Reputation: 1839
I have a column containing values. I want to split it based on a regex. If the regex matches, the original value will be replaced with the left-side of the split. A new column will contain the right-side of a split.
Below is some sample code. I feel I am close but it isn't quite working.
import pandas as pd
import re
df = pd.DataFrame({ 'A' : ["test123","foo"]})
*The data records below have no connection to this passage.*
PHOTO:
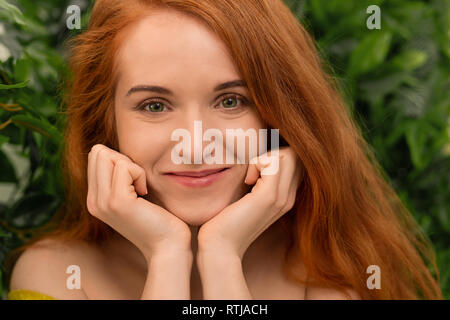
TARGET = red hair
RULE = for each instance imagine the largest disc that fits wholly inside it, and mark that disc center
(346, 217)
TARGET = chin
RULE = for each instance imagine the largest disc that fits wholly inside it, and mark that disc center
(196, 215)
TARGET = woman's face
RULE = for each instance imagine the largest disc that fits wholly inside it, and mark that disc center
(178, 53)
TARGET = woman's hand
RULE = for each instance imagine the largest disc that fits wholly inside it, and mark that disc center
(233, 230)
(114, 182)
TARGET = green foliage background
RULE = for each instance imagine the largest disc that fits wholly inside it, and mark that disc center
(396, 81)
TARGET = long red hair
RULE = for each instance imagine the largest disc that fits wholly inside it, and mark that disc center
(346, 217)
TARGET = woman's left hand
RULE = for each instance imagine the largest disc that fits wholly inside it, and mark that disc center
(238, 225)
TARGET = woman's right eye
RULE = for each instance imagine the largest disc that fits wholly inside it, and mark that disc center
(154, 106)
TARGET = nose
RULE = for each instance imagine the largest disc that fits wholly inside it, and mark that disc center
(199, 139)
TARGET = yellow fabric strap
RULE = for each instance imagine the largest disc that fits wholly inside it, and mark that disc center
(21, 294)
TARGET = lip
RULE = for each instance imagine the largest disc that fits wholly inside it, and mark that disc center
(197, 178)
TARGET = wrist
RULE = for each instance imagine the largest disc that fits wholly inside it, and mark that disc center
(216, 259)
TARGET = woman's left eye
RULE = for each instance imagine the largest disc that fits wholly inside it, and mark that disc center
(231, 102)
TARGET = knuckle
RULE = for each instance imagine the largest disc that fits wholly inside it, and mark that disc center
(91, 205)
(114, 204)
(96, 147)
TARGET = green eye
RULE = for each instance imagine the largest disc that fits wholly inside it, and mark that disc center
(155, 107)
(229, 102)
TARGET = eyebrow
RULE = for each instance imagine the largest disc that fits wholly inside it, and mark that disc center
(162, 90)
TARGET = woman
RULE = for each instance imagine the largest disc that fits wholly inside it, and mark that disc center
(139, 227)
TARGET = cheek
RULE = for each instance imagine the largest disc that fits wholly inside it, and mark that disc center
(141, 142)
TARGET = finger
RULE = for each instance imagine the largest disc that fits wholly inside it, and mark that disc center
(288, 172)
(257, 166)
(105, 168)
(265, 184)
(128, 178)
(92, 179)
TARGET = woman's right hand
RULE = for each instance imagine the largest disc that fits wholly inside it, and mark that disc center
(114, 182)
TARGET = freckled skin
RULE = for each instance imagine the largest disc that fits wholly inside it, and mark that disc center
(179, 53)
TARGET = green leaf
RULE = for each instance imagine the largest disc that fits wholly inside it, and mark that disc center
(7, 171)
(3, 139)
(39, 125)
(32, 210)
(416, 139)
(11, 12)
(13, 86)
(409, 60)
(370, 53)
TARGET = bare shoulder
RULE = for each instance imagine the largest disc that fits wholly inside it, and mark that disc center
(48, 264)
(319, 293)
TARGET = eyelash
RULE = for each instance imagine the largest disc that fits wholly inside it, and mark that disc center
(244, 102)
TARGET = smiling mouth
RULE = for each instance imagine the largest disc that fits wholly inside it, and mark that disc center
(198, 174)
(197, 179)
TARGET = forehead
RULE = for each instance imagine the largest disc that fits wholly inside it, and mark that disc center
(171, 44)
// Regex example to split it if it ends in numbers
r = r"^(.+?)(\d*)$"
df['A'], df['B'] = zip(*df['A'].apply(lambda x: x.split(r, 1)))
print(df)
In the example above I would expect the following output
A B
0 test 123
1 foo
I am fairly new to Python and assumed this would be the way to go. However, it appears that I haven't quite hit the mark. Is anyone able to help me correct this example?
Upvotes: 1
Views: 180
Reputation: 323226
Just base on your own regex
df.A.str.split(r,expand=True).replace('',np.nan).dropna(thresh=1,axis=1).fillna('')
Out[158]:
1 2
0 test 123
1 foo
df[['A','B']]=df.A.str.split(r,expand=True).replace('',np.nan).dropna(thresh=1,axis=1).fillna('')
df
Out[160]:
A B
0 test 123
1 foo
Upvotes: 3
Reputation: 38415
Your regex is working just fine, use it with str.extract
df = pd.DataFrame({ 'A' : ["test123","foo", "12test3"]})
df[['A', 'B']] = df['A'].str.extract("^(.+?)(\d*)$", expand = True)
A B
0 test 123
1 foo
2 12test 3
Upvotes: 2
Reputation: 4313
def bar(x):
els = re.findall(r'^(.+?)(\d*)$', x)[0]
if len(els):
return els
else:
return x, None
def foo():
df = pd.DataFrame({'A': ["test123", "foo"]})
df['A'], df['B'] = zip(*df['A'].apply(bar))
print(df)
result:
A B
0 test 123
1 foo
Upvotes: 0